Born in New York City, Litchfield graduated from Brooklyn Polytechnic Institute in 1889 and Stevens Institute of Technology in 1892.
His firm, Electus Doctorate. Litchfield, established in 1926, practiced at 80 Fifth Avenue until he disestablished it in 1950. He worked at various firms in New York, including Carrère & Hastings and Lord & Hewlett, before establishing his own in 1926, designing a number of commercial buildings. "He was a devotee of municipal beautification." He was one of the main architects and town planners of Yorkship Village, a World War I industrial town of 2,000 homes near the shipyard in Camden, New Jersey.
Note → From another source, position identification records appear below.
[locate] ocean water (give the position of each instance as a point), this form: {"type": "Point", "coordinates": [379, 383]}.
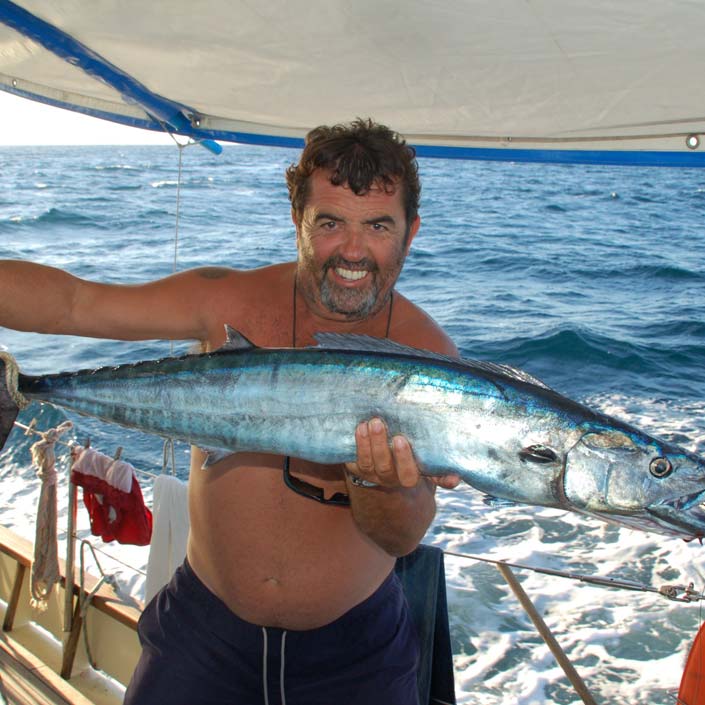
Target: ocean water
{"type": "Point", "coordinates": [590, 278]}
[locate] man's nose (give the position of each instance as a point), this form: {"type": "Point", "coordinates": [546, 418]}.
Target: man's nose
{"type": "Point", "coordinates": [353, 246]}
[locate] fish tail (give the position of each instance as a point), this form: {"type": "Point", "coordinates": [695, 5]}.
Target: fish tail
{"type": "Point", "coordinates": [11, 400]}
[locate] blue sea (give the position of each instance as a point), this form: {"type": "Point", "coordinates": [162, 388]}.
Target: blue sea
{"type": "Point", "coordinates": [590, 278]}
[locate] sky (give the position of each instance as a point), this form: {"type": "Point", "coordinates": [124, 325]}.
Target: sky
{"type": "Point", "coordinates": [24, 122]}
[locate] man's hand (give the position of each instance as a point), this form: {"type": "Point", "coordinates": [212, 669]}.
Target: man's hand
{"type": "Point", "coordinates": [389, 465]}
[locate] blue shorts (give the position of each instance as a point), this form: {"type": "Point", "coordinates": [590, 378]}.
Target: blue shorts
{"type": "Point", "coordinates": [195, 651]}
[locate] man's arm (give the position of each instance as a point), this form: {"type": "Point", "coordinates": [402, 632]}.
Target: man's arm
{"type": "Point", "coordinates": [43, 299]}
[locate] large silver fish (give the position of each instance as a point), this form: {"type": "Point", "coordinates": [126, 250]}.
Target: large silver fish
{"type": "Point", "coordinates": [504, 432]}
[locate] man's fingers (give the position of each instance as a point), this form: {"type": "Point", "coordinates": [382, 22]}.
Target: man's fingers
{"type": "Point", "coordinates": [382, 459]}
{"type": "Point", "coordinates": [407, 471]}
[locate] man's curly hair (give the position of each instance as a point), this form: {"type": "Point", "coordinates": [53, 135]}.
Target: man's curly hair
{"type": "Point", "coordinates": [360, 155]}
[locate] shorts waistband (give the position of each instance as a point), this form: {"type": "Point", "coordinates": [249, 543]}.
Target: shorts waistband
{"type": "Point", "coordinates": [221, 617]}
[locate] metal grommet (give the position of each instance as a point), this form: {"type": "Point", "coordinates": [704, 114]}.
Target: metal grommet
{"type": "Point", "coordinates": [692, 141]}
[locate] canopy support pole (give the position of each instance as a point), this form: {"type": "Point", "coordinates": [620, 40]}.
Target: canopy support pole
{"type": "Point", "coordinates": [546, 634]}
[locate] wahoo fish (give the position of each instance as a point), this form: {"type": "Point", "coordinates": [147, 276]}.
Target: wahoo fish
{"type": "Point", "coordinates": [505, 433]}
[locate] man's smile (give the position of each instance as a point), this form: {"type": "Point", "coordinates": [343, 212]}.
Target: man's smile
{"type": "Point", "coordinates": [351, 274]}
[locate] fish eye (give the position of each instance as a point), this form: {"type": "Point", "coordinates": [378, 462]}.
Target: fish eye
{"type": "Point", "coordinates": [660, 467]}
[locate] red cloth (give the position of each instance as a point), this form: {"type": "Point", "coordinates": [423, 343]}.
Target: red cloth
{"type": "Point", "coordinates": [115, 515]}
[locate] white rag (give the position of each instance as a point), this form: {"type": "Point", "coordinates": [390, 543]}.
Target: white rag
{"type": "Point", "coordinates": [116, 473]}
{"type": "Point", "coordinates": [45, 565]}
{"type": "Point", "coordinates": [169, 533]}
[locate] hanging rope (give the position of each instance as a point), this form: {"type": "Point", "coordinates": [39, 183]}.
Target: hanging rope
{"type": "Point", "coordinates": [45, 566]}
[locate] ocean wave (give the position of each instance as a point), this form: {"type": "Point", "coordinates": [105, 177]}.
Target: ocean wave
{"type": "Point", "coordinates": [55, 217]}
{"type": "Point", "coordinates": [581, 361]}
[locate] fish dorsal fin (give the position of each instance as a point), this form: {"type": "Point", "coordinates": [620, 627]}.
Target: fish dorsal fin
{"type": "Point", "coordinates": [236, 340]}
{"type": "Point", "coordinates": [366, 343]}
{"type": "Point", "coordinates": [508, 371]}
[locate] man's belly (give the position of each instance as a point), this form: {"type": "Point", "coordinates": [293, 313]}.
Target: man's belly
{"type": "Point", "coordinates": [274, 557]}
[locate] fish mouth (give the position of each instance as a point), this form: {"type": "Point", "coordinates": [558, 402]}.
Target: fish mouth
{"type": "Point", "coordinates": [686, 512]}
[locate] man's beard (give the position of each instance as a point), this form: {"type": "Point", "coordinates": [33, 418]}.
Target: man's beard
{"type": "Point", "coordinates": [356, 303]}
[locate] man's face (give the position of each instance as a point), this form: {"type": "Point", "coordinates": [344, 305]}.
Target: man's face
{"type": "Point", "coordinates": [351, 248]}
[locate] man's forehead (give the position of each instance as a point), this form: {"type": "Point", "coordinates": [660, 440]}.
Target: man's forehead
{"type": "Point", "coordinates": [322, 181]}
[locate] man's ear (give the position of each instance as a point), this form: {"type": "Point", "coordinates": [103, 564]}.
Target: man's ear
{"type": "Point", "coordinates": [295, 221]}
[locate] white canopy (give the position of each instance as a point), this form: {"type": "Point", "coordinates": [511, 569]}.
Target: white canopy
{"type": "Point", "coordinates": [558, 80]}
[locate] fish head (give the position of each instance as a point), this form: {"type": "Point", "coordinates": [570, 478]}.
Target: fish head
{"type": "Point", "coordinates": [629, 478]}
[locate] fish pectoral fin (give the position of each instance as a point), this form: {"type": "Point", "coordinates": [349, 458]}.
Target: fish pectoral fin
{"type": "Point", "coordinates": [235, 340]}
{"type": "Point", "coordinates": [492, 501]}
{"type": "Point", "coordinates": [213, 456]}
{"type": "Point", "coordinates": [538, 453]}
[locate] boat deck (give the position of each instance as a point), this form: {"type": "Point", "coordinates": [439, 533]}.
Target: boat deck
{"type": "Point", "coordinates": [25, 680]}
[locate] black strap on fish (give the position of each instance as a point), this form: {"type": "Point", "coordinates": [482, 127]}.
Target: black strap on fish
{"type": "Point", "coordinates": [306, 489]}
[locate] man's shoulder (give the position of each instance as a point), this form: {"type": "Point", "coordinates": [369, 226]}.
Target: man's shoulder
{"type": "Point", "coordinates": [418, 329]}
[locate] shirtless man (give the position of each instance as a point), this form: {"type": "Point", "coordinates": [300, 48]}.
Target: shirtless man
{"type": "Point", "coordinates": [282, 599]}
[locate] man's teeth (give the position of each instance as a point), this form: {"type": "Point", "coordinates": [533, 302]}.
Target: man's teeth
{"type": "Point", "coordinates": [350, 274]}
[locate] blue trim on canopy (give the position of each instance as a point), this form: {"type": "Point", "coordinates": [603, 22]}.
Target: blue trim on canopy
{"type": "Point", "coordinates": [541, 156]}
{"type": "Point", "coordinates": [172, 114]}
{"type": "Point", "coordinates": [165, 114]}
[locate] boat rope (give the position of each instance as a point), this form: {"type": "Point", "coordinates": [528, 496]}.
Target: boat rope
{"type": "Point", "coordinates": [31, 429]}
{"type": "Point", "coordinates": [676, 593]}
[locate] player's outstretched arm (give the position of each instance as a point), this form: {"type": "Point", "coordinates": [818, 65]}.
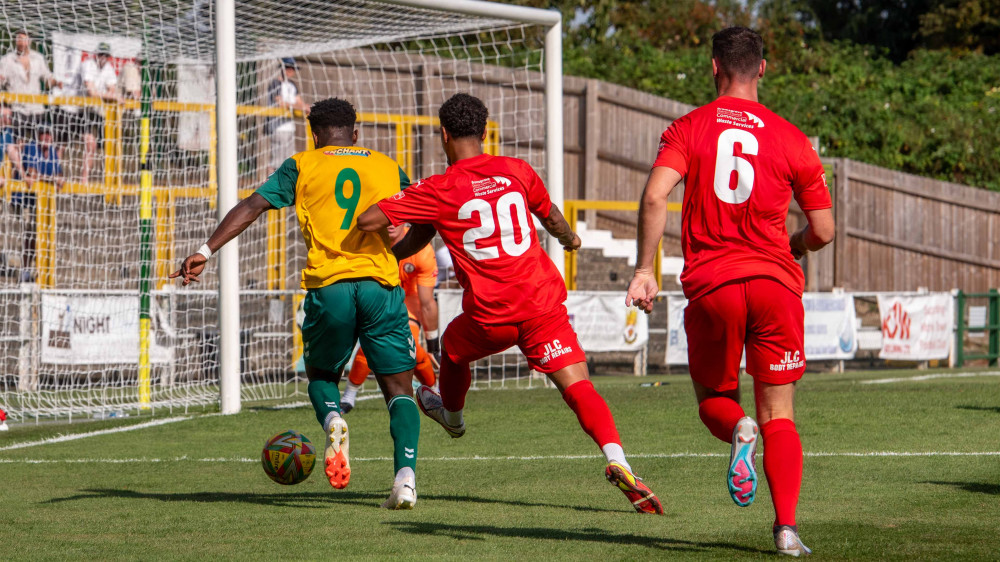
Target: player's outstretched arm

"He was also an architect for the Red Hook slum clearance and housing project, assisted in reconstruction of Bellevue Hospital, and designed the Brooklyn Masonic Temple."
Outside of New York, Litchfield designed "many public and commercial buildings and monuments, including the Denver post office and courthouse.
The public library in Saint Paul. The National Armory in Washington, and a monument to the Lewis and Clark expedition at Astoria, Oregon" He disestablished his firm in 1950.
He designed the Franklin Pierce Tate House (1928) at Morganton, North Carolina. In the 1930s, as president of the Municipal Art Society, he fought a proposal to renovate Central Park with numerous baseball fields.
"Mr. Litchfield had come into the news as the grandson of William South. Cox, a naval lieutenant in the War of 1812, whose commission had been revoked by court-martial in 1814.
"Lieutenant Cox had helped carry the dying Captain James Lawrence below decks of the frigate Chesapeake during a battle with the British at Boston Harbor. As the result of leaving the scene of the fighting while senior uninjured officer, Mr.
Cox was demoted.
"Foreign forty years, Mr. Litchfield sought to have the Navy remove the stigma of that decision. He was a lifetime New Yorker, residing at 171 East Seventy-third Street.
He died aged 80 at Saint Barnabas Hospital (Bronx, New York).